I feel tenacious ecstasy. I walked a thousand steps down a hundred alleyways to find myself here. Alone and unafraid. My dingy secondhand coat hides the sparkle of the sequin flapper dress I found in a church thrift store basement. It’s vintage and smells of forbidden days when you could speak easily and consume Patty’s White Lightning in hidden cafes. Now the liquor flows like a river but speech is hidden away behind locked cupboards and mason jars. Everything has been sheet rocked and bottled. Stamped with a whiff of quirk pulled from a list of safe insanities. It’s not hoarding if it’s humboldts. I stare hard at the Cross of Eire scratched into the metal firedoor. The light is dim. There is no art to this etching. It’s raw, scratched in using broken fingernails and dead dreams. I knock three times and the door opens. I step inside to find a bordello of emotion. Passion and sadness are sold beside joy and anger. I smile.

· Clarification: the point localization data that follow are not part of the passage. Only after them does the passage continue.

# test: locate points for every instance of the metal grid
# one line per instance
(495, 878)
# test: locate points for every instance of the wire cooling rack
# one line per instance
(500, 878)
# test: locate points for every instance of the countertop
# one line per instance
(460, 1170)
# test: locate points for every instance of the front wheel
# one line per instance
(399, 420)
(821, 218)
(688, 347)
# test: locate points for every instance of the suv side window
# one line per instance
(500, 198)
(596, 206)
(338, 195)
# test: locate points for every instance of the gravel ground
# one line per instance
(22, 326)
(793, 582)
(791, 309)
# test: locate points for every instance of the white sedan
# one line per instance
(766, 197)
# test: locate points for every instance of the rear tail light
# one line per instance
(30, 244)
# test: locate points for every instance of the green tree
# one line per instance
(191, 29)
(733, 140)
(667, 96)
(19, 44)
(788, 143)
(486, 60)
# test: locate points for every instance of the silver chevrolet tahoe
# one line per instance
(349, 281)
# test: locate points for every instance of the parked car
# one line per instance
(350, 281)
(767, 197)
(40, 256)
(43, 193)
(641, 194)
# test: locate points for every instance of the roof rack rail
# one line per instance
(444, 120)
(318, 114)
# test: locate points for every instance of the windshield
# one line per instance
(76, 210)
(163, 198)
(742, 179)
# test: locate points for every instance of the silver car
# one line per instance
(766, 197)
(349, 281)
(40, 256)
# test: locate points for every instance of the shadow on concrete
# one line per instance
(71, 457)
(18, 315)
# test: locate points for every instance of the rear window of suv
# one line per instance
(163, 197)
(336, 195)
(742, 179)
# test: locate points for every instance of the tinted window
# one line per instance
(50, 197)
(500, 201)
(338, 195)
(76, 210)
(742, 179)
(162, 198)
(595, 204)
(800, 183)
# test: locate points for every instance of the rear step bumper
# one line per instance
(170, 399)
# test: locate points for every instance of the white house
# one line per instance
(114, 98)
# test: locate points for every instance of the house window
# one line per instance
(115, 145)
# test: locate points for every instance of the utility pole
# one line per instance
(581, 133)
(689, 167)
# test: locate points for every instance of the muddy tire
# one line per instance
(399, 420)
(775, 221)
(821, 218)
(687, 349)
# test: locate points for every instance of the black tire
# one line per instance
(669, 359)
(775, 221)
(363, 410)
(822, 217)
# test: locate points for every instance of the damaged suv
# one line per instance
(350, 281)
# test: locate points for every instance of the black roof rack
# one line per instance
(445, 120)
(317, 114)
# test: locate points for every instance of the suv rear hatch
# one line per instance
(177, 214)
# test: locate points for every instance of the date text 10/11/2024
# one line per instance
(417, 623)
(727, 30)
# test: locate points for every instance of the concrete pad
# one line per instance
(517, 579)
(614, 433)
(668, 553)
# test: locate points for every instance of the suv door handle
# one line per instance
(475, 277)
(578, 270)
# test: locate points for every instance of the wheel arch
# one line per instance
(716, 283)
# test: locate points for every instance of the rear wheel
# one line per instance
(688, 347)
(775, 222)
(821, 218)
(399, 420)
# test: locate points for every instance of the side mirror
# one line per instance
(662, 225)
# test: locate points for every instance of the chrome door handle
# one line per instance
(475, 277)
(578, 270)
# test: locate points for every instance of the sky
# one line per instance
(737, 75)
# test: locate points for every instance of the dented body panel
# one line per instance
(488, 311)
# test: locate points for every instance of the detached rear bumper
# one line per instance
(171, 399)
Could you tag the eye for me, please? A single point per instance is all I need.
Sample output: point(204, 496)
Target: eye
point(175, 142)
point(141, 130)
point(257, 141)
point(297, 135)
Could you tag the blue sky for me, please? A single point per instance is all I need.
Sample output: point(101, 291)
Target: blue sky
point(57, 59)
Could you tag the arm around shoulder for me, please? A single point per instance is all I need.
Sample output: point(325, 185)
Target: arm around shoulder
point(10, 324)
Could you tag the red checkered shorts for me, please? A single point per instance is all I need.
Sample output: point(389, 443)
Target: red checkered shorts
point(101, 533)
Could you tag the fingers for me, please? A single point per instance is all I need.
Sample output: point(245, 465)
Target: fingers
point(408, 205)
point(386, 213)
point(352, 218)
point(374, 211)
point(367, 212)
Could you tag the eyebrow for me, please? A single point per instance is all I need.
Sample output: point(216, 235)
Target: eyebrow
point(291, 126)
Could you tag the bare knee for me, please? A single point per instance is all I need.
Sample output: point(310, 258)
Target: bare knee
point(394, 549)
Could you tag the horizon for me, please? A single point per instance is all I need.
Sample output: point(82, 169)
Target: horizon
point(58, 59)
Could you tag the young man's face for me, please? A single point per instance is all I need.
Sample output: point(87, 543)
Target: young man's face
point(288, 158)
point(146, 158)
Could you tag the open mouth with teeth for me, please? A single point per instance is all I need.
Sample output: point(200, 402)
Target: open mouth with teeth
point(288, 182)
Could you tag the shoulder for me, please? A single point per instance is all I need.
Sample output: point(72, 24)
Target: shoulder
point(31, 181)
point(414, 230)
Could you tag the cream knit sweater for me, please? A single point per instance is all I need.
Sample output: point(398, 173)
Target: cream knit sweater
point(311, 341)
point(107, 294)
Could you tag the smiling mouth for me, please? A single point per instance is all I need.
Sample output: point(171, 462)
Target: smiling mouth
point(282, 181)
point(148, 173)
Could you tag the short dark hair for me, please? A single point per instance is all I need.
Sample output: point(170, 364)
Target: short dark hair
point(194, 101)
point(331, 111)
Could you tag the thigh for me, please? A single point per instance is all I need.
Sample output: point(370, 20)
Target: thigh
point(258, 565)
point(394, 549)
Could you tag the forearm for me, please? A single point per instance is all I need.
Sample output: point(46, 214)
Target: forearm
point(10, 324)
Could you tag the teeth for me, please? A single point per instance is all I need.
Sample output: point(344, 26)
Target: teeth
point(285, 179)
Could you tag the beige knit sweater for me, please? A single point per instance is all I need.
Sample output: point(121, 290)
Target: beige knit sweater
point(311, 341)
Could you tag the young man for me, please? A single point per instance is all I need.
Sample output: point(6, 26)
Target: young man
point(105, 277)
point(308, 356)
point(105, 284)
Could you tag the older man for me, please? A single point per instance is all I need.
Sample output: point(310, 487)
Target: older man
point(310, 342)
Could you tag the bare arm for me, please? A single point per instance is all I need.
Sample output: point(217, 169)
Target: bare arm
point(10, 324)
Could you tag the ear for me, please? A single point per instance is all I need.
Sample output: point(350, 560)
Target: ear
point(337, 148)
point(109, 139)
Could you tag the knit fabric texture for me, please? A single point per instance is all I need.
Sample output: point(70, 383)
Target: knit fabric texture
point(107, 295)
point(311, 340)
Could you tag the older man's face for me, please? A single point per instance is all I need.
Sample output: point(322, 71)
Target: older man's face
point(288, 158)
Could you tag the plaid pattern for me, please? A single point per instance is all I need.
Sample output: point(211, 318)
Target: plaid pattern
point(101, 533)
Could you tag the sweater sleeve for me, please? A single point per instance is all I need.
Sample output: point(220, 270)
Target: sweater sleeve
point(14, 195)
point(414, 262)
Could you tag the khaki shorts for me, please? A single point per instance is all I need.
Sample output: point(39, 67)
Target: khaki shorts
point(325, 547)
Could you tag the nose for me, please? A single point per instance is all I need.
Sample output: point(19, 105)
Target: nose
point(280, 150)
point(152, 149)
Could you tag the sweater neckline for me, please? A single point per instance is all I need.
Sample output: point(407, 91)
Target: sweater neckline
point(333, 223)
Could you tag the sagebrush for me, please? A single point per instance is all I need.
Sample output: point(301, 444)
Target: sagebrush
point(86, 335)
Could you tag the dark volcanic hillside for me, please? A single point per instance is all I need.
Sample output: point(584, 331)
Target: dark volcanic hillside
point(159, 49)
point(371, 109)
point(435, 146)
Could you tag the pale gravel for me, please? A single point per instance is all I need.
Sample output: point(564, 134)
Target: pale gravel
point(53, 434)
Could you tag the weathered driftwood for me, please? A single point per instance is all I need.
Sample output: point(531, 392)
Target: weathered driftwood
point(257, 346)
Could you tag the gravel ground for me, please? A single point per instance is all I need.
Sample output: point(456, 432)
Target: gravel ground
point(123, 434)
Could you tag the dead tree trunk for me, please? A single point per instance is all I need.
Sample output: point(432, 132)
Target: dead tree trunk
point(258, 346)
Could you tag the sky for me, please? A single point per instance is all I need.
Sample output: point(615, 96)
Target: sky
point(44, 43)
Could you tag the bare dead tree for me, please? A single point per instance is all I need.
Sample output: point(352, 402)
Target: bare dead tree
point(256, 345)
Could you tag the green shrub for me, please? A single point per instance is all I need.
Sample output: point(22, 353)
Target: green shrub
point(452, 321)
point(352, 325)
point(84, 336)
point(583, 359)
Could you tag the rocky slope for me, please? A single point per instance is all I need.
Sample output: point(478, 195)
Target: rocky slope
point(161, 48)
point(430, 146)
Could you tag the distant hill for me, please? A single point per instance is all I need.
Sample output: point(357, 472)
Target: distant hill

The mysterious cowboy’s name was Violette. He rode his trusty ostrich into town. He was searching for his soul. He’d lost it in a card game to a man named Sparkle. He had spent the last ten years scraping together every nugget of gold he could find. Now he was going to buy his soul back. He strode into the saloon “I’m here to see Sparkle!” No one even glanced his way. He strode up to the bar. The bartender was a young girl, barely ten years old. She smiled at him, a gap in her front teeth. He gave her a hard stare. “Where’s Sparkle?” She spoke eloquently. “He’s in the church, sir.” Violette nodded and strode out. He opened the door of the little grey church and found Sparkle at the front in preachers robes. Sparkle smiled widely at Violette. “So we meet again.” Violette shook the bag of gold at him. “I’ve come to buy my soul back.” Sparkle frowned. “No can do. It’s already been recycled.”
“Of course. Waste not, want not. In fact you probably met the new owner, she tends bar at the saloon.”
If you’d like to reach the Mount Olympus gift shop, you have to step across the mirror lake. Be careful of the waterfall of dreams, many a weary traveler has succumbed to the lure of a bed of mist and promises of sweet dreams. Those dumb bastards drowned. Don’t be a dumb bastard. The trail starts to the right of the waterfall. It is a deceptively easy climb. There is not much more than a few large boulders to clamber over, but beware. Just as you start to see the trees thin out there is a blind corner. Once you walk around the turn you will find a trail house. DO. NOT. STOP. There is an inviting porch and usually a warm fire in the fireplace. You may be tired but keep going. That is the house of the Diplomat. She cooks up wayward travelers in her soup pot. After that it is an easy walk to the gift shop, located in a cave just after the trees end. Be sure to have the cashier validate your parking before you head back. Good luck & gods speed.
The snow brushed up against the window as the breath of the earth gasped. Delicate ice patterns traced across the clear canvas until it was frosted lace to view the world through. The cult of the Cobra lay coiled comfortably in the shabby chic living room. A crackling fire was well tended in the hearth. It was Tuesday, and Tuesdays are for backgammon. Karen had brought her famous Capri-Corn Salsa and Betty was trying a new recipe, Gemini Pie. One side was Key Lime and the other was Strawberry Rhubarb. If you didn’t slice just right the taste was… unexpected. Benny was just happy to have some people over to show off his decorating. He’d recently purchased a snakeskin sofa as a wink to his fellow cult members. He was disappointed in their reactions. Barely a meh between them. Judith refused to sit on it, calling is “sacrilegious” so she was perched on a reclaimed wood arm chair instead. She’d forget about her disdain within a month when she wears her new mink coat and doesn’t want it ruined by the rustic chair.
You can tell the broken homes. The copper taste of sadness hangs out front. Sometimes they are brand new and yet broken. The wizards who built them refused to install the souls properly. “Lack of funding” they call it. Worse yet are the flippered men. They drain the soul from an old home and then drink it from a mason jar. ‘Home Brew’ they call it with a wink, but they never smile when they say it. Even they aren’t willing to joke about their profane profession. Sometimes a home seems whole on paper. A family unloads to investigate and they skip through the hallways. Yes. They think. This could be it. Then they step out the back door and they catch the scent of copper. Their joy turns to unease. In the backyard they catch a glimpse of something twisted by the pool. A wisp of tragedy. They bundle up their children and flee. Leaving an exasperated realtor staring in surprise.